Save The Day by Morgan Matson (417 pages)
Overview: When your mother fictionalizes every aspect of your life, you always have to watch your back so that you don't end up in the newspaper pages, or, at least, that's how Mike feels, and he hasn't been home in over a year, so he doesn't really matter. Charlie loves her mom's strip, and she has no desire to speak to Mike. They'll all be forced to get along, though, because the family is coming home for Linnie's wedding. That's not the only thing that can go wrong at the wedding. Charlie spends the day leading up to it and the day of running around with the substitute wedding planner putting out fires. Maybe... just maybe, Linnie will get the chance to get married without everything falling apart. Overall: 4
Characters: 4 I loved the big family ensemble cast. Charlie offers a unique prospective as the youngest of five. Most of her siblings had moved out of the house before she was really old enough to know them, but she craves their attention when they all come back home. Charlie is a people pleaser and will do just about anything to make her family happy.
Jesse is the love interest that Charlie opens the book making out with. While he's barely a presence in the book, Matson uses Mike's best friend to examine Charlie's inability to see the world how it is from a different angle. Just like Charlie constructs the perfect family mixing the memories she wants and anecdotes from the comic strip, Jesse is figments of her childhood imagination mixing with this residual charm. Even though he's not the most well developed character, he creates an interesting parallel.

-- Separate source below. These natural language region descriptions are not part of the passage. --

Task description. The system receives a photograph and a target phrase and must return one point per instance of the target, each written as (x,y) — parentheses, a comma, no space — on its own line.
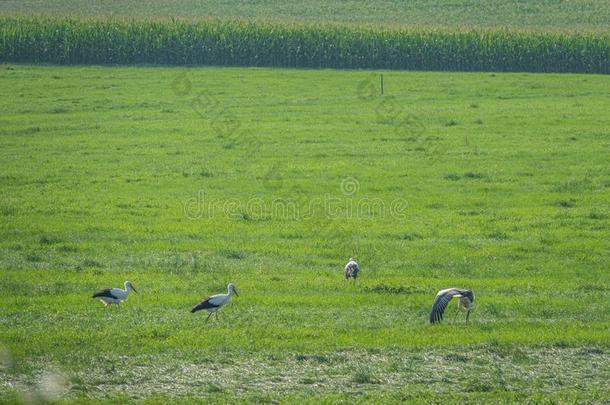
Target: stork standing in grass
(114,295)
(465,302)
(215,302)
(352,269)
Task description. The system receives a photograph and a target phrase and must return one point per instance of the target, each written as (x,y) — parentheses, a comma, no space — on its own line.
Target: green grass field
(182,180)
(554,14)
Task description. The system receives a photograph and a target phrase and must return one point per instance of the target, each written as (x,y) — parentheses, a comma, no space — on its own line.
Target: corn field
(238,43)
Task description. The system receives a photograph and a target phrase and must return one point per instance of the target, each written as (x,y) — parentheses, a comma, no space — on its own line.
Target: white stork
(114,295)
(465,302)
(215,302)
(352,269)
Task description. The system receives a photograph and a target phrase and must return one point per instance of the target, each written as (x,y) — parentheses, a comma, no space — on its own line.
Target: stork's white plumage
(352,269)
(465,302)
(215,302)
(114,295)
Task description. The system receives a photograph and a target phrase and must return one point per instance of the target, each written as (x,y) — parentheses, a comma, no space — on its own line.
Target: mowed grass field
(182,180)
(548,14)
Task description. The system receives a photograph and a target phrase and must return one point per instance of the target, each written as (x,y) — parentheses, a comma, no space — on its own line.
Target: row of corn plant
(239,43)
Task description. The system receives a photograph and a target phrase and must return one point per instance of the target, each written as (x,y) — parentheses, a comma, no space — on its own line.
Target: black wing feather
(440,304)
(104,293)
(205,304)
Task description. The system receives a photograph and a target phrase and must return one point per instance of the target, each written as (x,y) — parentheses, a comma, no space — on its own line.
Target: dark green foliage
(239,43)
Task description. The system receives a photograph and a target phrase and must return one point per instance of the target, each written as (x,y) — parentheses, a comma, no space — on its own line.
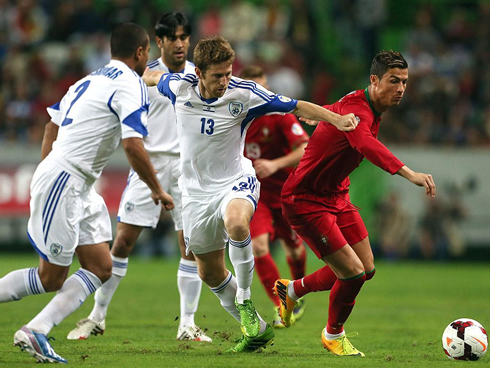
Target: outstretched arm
(313,113)
(50,135)
(140,162)
(420,179)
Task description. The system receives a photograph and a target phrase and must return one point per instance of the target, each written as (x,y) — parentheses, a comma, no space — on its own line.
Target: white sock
(20,283)
(332,336)
(226,292)
(189,285)
(242,258)
(104,294)
(68,299)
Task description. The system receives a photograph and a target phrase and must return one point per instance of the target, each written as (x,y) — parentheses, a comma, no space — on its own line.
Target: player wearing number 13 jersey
(219,187)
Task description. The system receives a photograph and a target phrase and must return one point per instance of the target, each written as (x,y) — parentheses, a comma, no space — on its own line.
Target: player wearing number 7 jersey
(67,215)
(219,187)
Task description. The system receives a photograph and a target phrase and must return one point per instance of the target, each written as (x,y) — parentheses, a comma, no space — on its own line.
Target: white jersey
(96,112)
(212,132)
(162,125)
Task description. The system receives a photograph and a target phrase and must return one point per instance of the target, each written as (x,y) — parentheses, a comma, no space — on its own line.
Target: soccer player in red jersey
(315,199)
(275,144)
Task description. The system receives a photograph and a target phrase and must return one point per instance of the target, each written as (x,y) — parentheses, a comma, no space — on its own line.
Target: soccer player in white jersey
(219,187)
(67,215)
(136,210)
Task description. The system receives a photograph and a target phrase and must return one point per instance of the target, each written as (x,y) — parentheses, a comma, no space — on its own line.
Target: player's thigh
(204,229)
(56,211)
(261,222)
(352,227)
(136,206)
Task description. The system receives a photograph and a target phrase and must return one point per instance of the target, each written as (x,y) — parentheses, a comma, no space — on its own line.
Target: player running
(219,188)
(67,215)
(274,144)
(136,210)
(316,202)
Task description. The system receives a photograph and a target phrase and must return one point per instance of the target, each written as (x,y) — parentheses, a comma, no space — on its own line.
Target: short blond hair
(213,50)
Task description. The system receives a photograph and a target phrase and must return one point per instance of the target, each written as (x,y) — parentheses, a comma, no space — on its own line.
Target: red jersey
(270,137)
(331,155)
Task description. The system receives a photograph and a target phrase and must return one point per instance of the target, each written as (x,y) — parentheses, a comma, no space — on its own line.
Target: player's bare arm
(152,78)
(140,162)
(420,179)
(314,113)
(265,168)
(50,135)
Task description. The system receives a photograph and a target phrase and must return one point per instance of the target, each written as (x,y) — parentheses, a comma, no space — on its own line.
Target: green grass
(399,317)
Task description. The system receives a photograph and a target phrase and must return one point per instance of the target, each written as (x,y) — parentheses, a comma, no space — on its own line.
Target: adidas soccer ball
(465,339)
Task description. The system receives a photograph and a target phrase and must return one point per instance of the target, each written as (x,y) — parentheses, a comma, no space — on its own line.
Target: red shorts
(325,223)
(267,220)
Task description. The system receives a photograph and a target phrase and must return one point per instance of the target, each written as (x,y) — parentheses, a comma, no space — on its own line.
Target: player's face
(174,49)
(142,59)
(391,88)
(214,82)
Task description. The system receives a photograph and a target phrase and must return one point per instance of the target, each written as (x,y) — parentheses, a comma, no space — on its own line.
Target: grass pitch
(399,317)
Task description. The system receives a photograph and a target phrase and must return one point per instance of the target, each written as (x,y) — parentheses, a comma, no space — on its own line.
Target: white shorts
(204,228)
(66,212)
(137,207)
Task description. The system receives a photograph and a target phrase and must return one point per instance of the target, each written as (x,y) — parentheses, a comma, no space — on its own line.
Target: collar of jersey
(366,92)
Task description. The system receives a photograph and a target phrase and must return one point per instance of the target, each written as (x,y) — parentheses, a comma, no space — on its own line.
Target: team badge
(56,249)
(296,129)
(235,108)
(128,207)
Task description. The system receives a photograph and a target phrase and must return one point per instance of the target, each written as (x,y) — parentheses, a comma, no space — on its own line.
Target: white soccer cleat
(193,333)
(85,328)
(37,345)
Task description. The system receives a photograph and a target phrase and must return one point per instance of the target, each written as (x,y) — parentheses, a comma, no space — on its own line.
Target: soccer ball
(465,339)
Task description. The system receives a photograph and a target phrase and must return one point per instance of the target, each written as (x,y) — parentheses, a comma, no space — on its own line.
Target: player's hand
(309,121)
(163,198)
(264,168)
(424,180)
(346,123)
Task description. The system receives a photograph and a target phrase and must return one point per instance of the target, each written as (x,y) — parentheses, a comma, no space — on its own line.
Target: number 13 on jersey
(207,126)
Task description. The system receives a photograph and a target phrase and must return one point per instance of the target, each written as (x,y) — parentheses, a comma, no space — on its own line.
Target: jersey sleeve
(363,140)
(293,131)
(169,84)
(130,103)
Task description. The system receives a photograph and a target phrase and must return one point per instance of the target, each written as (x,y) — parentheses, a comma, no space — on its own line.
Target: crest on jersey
(56,249)
(235,108)
(128,207)
(284,99)
(296,129)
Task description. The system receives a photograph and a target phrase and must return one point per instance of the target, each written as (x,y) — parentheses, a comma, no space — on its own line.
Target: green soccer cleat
(251,344)
(249,319)
(299,309)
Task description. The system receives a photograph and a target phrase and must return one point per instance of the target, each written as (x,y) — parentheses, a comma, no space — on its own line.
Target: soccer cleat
(251,344)
(85,328)
(276,322)
(249,319)
(340,346)
(193,333)
(299,309)
(286,308)
(37,345)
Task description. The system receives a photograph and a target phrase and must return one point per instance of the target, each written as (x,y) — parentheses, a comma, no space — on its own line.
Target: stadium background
(311,49)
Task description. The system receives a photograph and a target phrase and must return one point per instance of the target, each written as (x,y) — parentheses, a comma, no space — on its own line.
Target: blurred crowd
(312,49)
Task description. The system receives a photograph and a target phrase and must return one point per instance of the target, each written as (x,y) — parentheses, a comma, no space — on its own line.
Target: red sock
(342,300)
(268,273)
(297,266)
(321,280)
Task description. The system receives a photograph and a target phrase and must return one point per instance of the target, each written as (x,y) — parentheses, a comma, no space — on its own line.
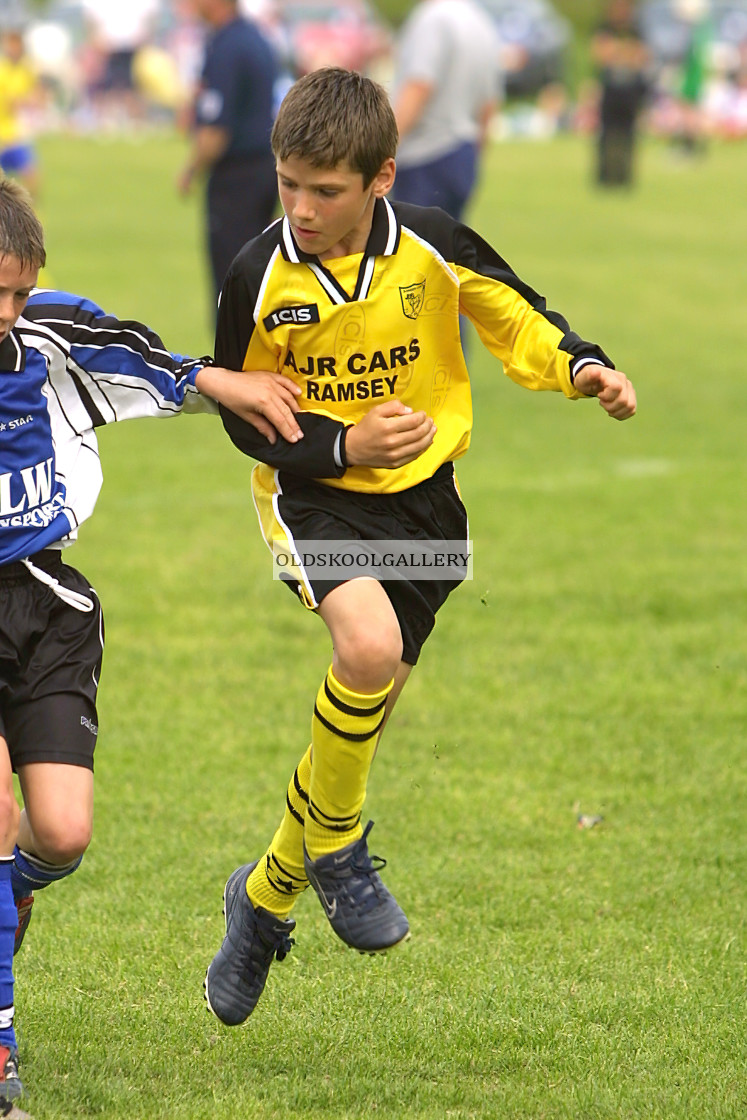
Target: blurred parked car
(332,33)
(668,31)
(535,40)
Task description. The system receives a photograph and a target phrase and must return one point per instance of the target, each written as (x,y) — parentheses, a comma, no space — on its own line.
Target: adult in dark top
(232,120)
(622,61)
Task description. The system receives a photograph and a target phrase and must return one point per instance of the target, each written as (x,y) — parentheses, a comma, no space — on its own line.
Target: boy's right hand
(389,436)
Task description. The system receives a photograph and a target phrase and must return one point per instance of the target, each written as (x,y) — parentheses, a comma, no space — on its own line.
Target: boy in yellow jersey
(357,300)
(19,90)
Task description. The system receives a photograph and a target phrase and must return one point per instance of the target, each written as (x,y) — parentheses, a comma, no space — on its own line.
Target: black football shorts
(50,656)
(431,510)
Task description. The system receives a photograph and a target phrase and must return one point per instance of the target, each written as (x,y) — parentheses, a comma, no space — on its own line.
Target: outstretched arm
(612,389)
(389,436)
(265,400)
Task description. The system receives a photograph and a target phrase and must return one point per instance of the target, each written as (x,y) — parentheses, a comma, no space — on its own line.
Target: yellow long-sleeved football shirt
(357,330)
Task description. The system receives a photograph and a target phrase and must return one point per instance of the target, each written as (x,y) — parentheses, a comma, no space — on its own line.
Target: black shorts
(429,511)
(50,660)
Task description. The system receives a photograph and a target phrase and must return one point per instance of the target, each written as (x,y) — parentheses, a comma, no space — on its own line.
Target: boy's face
(328,208)
(16,285)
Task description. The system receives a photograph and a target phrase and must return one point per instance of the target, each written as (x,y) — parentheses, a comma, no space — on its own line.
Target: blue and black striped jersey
(357,330)
(65,370)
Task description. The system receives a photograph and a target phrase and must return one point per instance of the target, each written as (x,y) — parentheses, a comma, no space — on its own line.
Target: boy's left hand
(263,399)
(612,389)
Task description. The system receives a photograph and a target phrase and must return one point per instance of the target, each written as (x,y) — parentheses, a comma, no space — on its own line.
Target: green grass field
(596,664)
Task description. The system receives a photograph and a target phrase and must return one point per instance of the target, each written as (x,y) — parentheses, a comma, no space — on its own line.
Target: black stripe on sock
(348,709)
(299,789)
(293,812)
(334,823)
(351,736)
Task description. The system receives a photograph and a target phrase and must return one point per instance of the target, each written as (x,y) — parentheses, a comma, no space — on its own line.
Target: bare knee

Plot: 4 You would think a book set over the course of three days would be fast paced, and, well, shorter. I honestly checked out this book from the library three times before I actually read it because it was so long. While the plot is action packed, maybe too much, at times, it's a slow read. Matson doesn't skip a single minute that unfolds in the seventy-two hours.
Writing: 4 While I like Matson's writing, I've struggled with her other books on the immense amount of detail provided. I've actually shied away from her books in the past because the length of the book is kind of indicative to that issue in most cases. While I love the family dynamic that was built, I think some of the scenes could have been given as overviews, and neither of the romances that were drawn out for Charlie were ever satisfyingly fulfilled, so they just felt unnecessary and like a missing end.